Eventually it became obvious that a different solution would be required so certain servers were set up as Domain Name Servers, basically they were a giant text file full of Domain Name to IP Address records and any computer on the network could question them and they would answer. As the number of machines connected to the internet grew the number of requests to these Root DNS machines increased. A combination of this increase in traffic and geographic distances between client machines and servers, the lag in getting answers was noticeably slowing down internet access.

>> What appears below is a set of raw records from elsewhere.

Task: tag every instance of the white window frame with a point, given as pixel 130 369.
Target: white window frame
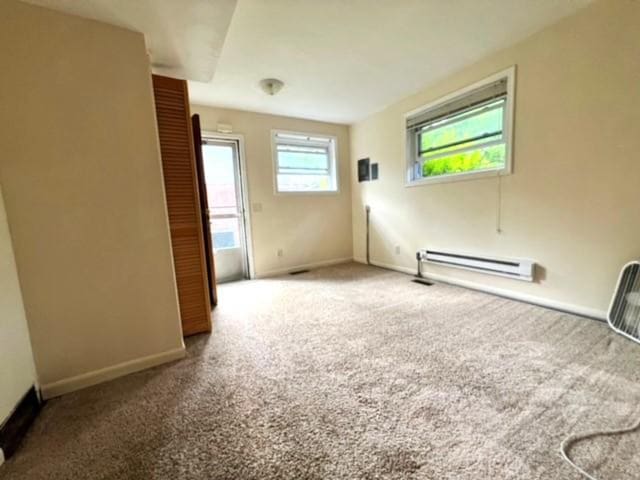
pixel 306 141
pixel 509 75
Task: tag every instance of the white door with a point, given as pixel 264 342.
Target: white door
pixel 226 210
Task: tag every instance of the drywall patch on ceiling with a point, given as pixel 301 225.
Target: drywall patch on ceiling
pixel 184 37
pixel 343 60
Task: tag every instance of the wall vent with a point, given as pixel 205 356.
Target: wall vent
pixel 505 267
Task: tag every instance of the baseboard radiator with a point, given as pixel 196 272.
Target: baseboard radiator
pixel 519 269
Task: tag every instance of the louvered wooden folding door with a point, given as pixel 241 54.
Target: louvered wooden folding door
pixel 183 203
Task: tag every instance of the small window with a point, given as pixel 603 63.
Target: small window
pixel 464 135
pixel 304 163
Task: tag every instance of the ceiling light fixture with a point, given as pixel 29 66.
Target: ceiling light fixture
pixel 271 86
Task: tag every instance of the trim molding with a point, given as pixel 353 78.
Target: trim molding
pixel 323 263
pixel 500 292
pixel 67 385
pixel 17 424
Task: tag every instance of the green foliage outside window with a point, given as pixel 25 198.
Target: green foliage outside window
pixel 481 159
pixel 487 124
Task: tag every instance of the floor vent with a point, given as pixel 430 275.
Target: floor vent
pixel 298 272
pixel 505 267
pixel 422 281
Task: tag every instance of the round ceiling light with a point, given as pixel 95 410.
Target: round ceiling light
pixel 271 86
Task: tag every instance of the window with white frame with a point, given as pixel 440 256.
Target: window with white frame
pixel 304 163
pixel 466 134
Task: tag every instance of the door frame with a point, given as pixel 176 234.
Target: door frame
pixel 244 186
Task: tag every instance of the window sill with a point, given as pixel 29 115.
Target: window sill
pixel 319 192
pixel 458 177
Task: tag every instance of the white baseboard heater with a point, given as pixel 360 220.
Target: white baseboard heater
pixel 505 267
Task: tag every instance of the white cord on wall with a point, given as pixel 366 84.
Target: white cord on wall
pixel 499 206
pixel 574 438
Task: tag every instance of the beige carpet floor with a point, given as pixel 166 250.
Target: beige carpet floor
pixel 353 372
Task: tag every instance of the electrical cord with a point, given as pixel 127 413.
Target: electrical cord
pixel 574 438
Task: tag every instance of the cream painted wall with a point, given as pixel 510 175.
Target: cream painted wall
pixel 17 372
pixel 81 175
pixel 310 229
pixel 571 203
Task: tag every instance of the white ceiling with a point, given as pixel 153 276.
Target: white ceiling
pixel 184 37
pixel 344 59
pixel 340 59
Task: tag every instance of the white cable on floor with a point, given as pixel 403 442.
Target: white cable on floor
pixel 574 438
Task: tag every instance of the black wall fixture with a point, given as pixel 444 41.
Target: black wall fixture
pixel 363 170
pixel 374 171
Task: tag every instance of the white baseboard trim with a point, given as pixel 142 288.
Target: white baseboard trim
pixel 522 297
pixel 88 379
pixel 282 271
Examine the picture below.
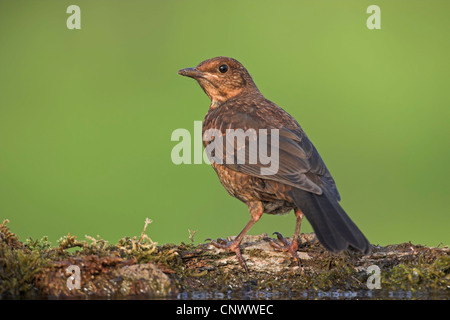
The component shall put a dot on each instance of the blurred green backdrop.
(86, 115)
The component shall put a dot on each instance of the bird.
(301, 181)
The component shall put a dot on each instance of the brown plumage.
(302, 182)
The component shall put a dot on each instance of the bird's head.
(221, 78)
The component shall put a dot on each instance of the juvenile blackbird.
(302, 182)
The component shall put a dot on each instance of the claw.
(231, 246)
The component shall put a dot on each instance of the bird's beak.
(190, 72)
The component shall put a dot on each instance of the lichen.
(139, 266)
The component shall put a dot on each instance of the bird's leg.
(256, 211)
(292, 246)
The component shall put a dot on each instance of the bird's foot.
(231, 246)
(286, 246)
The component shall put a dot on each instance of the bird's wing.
(297, 164)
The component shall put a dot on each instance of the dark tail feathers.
(333, 227)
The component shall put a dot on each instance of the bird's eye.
(223, 68)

To account for this slowdown ISPs started deploying their own DNS machines on their network. As users went to various domain names the ISPs would cache their results so that future DNS lookup requests wouldn’t have to go all the way to the Root DNS machines.

These secondary DNS machines saved a lot of time and traffic but led to a problem. ISPs would have a record of every domain you were accessing. They could also alter the IP address that a domain was related to. This is the process that Australian internet services providers have implemented for this block. If you are using the default internet settings provided by a company like Telstra or Optus, when you enter a domain name into your browser your computer first checks your local hosts file, then asks your router, which then asks your ISP, which then asks the Root DNS machines. By setting up a read-only field for the blocked domain name in the ISP level DNS machines you can effectively block any requests.

The workaround

So given how the blocks are being implemented all we need to do is tell our computers to ask another DNS Machine that isn’t controlled by our ISP. And given that most ISPs have slow and poorly implemented DNS machines there are a few companies out there that offer their own services.

I use CloudFlare’s 1.1.1.1 service. It is free, fast, and secure. Google has their own at 8.8.8.8 and then there is OpenDNS. By telling your network to consult them instead of the ISP you can bypass the court mandated blocking.